Now we load the GPT-OSS 20B model using Unsloth's `FastLanguageModel`. Here's what each parameter does:

- **`model_name`**: The HuggingFace model ID. We use `unsloth/gpt-oss-20b-unsloth-bnb-4bit` which is pre-quantized to 4-bit, meaning it's already compressed for efficient loading.
- **`max_seq_length`**: The maximum number of tokens the model processes at once. We use 2048, which gives ample room for our ~350-word chunks plus the system/user prompts and the chat template overhead that GPT-OSS adds.
- **`dtype`**: Set to `None` for automatic detection. Unsloth will pick the best precision for your GPU (bfloat16 if supported, otherwise float32).
- **`load_in_4bit`**: Enables 4-bit quantization via bitsandbytes. This compresses the model to fit in GPU memory.
- **`full_finetuning`**: Set to `False` because we're using LoRA (parameter-efficient), not full fine-tuning.

In [None]:
from unsloth import FastLanguageModel
import torch

# Configuration
max_seq_length = 2048  # Maximum token length per training example
dtype = None           # Auto-detect best dtype for the GPU

# Load the pre-quantized 4-bit model
# This downloads the model from HuggingFace (cached after first download)
# and loads it into GPU memory in 4-bit quantized format.
model, tokenizer = FastLanguageModel.from_pretrained(
    model_name = "unsloth/gpt-oss-20b-unsloth-bnb-4bit",
    dtype = dtype,
    max_seq_length = max_seq_length,
    load_in_4bit = True,         # Use 4-bit quantization to reduce memory
    full_finetuning = False,     # We use LoRA, not full fine-tuning
    # token = "YOUR_HF_TOKEN",  # Uncomment if model requires authentication
)

---

## Step 6: Add LoRA Adapters

Now we add **LoRA (Low-Rank Adaptation)** adapters to the model. This is the key to parameter-efficient fine-tuning.

### How LoRA Works

In a standard neural network layer, the weight matrix might be 4096x4096 = ~16 million parameters. LoRA decomposes the update to this matrix into two smaller matrices: one that is 4096x8 and another that is 8x4096. This means instead of updating 16M parameters, we only update 65K parameters (8 is the "rank" — our `r` parameter). The original weights stay frozen.

### Parameter Explanation

- **`r = 16`**: The rank of the LoRA adapters.
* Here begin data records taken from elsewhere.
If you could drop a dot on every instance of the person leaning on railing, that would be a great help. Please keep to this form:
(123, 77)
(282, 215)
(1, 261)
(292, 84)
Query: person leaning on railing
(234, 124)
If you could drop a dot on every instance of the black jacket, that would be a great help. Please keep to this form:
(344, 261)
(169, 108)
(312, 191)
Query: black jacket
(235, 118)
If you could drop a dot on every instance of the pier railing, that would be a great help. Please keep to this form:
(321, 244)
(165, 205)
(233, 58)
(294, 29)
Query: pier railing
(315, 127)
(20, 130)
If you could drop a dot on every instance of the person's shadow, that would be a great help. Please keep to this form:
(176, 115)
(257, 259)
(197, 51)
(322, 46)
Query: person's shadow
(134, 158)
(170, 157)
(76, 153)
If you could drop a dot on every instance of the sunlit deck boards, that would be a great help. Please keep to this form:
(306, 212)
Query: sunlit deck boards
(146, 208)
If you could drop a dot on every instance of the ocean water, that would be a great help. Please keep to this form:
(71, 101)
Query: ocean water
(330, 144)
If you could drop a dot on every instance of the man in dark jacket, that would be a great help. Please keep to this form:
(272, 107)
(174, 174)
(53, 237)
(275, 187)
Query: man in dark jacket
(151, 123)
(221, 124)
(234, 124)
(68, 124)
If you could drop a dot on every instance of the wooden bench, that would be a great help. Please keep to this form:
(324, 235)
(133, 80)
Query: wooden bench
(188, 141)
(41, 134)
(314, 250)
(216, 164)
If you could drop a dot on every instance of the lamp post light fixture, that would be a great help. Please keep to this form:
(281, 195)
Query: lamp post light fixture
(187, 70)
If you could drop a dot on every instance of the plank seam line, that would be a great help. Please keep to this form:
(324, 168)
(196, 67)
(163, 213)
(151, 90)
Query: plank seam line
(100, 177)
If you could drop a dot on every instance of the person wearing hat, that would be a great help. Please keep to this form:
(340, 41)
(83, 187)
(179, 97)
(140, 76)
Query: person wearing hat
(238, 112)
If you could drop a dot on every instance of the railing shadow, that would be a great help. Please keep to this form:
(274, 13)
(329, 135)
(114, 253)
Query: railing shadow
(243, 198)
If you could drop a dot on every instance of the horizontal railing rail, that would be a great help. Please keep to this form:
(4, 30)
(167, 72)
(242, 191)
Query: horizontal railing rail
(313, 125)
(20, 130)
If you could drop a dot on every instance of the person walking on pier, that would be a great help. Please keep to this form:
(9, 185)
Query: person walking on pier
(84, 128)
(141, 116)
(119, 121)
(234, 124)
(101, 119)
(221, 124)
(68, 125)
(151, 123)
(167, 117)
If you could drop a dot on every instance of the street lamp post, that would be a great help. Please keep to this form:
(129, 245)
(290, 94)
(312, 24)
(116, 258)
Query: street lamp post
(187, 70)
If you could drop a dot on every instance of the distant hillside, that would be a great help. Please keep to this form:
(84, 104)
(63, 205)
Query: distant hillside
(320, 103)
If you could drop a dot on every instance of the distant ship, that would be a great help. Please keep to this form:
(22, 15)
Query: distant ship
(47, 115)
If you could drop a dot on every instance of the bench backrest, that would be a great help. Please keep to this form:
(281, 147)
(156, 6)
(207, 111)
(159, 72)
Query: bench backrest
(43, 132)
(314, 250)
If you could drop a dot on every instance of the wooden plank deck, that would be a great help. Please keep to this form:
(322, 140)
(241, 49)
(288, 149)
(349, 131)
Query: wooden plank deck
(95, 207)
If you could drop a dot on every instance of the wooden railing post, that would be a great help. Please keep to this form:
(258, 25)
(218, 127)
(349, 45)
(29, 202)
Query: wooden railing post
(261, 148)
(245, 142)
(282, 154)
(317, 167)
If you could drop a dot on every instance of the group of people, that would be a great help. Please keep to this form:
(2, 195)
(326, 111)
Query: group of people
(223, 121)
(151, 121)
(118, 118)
Higher values = more parameters to train = more capacity to learn, but also more memory. 16 is a good balance for learning writing style and knowledge. We use 16 instead of the reference notebook's 8 because we want the model to capture more nuance from Peterson's writing style.
- **`target_modules`**: Which layers in the model to add LoRA adapters to. We target all the attention layers (q/k/v/o projections) and feed-forward layers (gate/up/down projections). This gives the adapters access to both "what the model pays attention to" and "how it transforms information."
- **`lora_alpha = 32`**: A scaling factor for LoRA. The effective learning rate for LoRA is proportional to `lora_alpha / r`. With alpha=32 and r=16, we get a scaling of 2x, which provides a good learning signal.
- **`lora_dropout = 0`**: No dropout on LoRA layers. Unsloth optimizes for dropout=0.
- **`use_gradient_checkpointing = "unsloth"`**: Unsloth's custom gradient checkpointing uses 30% less VRAM than standard gradient checkpointing, allowing larger batch sizes.

In [None]:
model = FastLanguageModel.get_peft_model(
    model,
    r = 16,  # LoRA rank: controls adapter capacity (8, 16, 32, 64, 128)
    target_modules = [
        "q_proj",    # Query projection in attention
        "k_proj",    # Key projection in attention
        "v_proj",    # Value projection in attention
        "o_proj",    # Output projection in attention
        "gate_proj", # Gate projection in feed-forward
        "up_proj",   # Up projection in feed-forward
        "down_proj", # Down projection in feed-forward
    ],
    lora_alpha = 32,    # Scaling factor (effective lr ~ alpha/r)
    lora_dropout = 0,   # No dropout (optimized by Unsloth)
    bias = "none",      # Don't train bias terms (optimized)
    use_gradient_checkpointing = "unsloth",  # 30% less VRAM!
    random_state = 3407,
    use_rslora = False,  # Rank-stabilized LoRA (not needed here)
    loftq_config = None, # LoftQ initialization (not needed here)
)

---

## Step 7: Format Dataset with Chat Template

The model needs the training data formatted with its specific chat template. The GPT-OSS format uses special tokens to delineate different parts of the conversation. The `tokenizer.apply_chat_template()` function converts our simple `messages` format into the model's native format.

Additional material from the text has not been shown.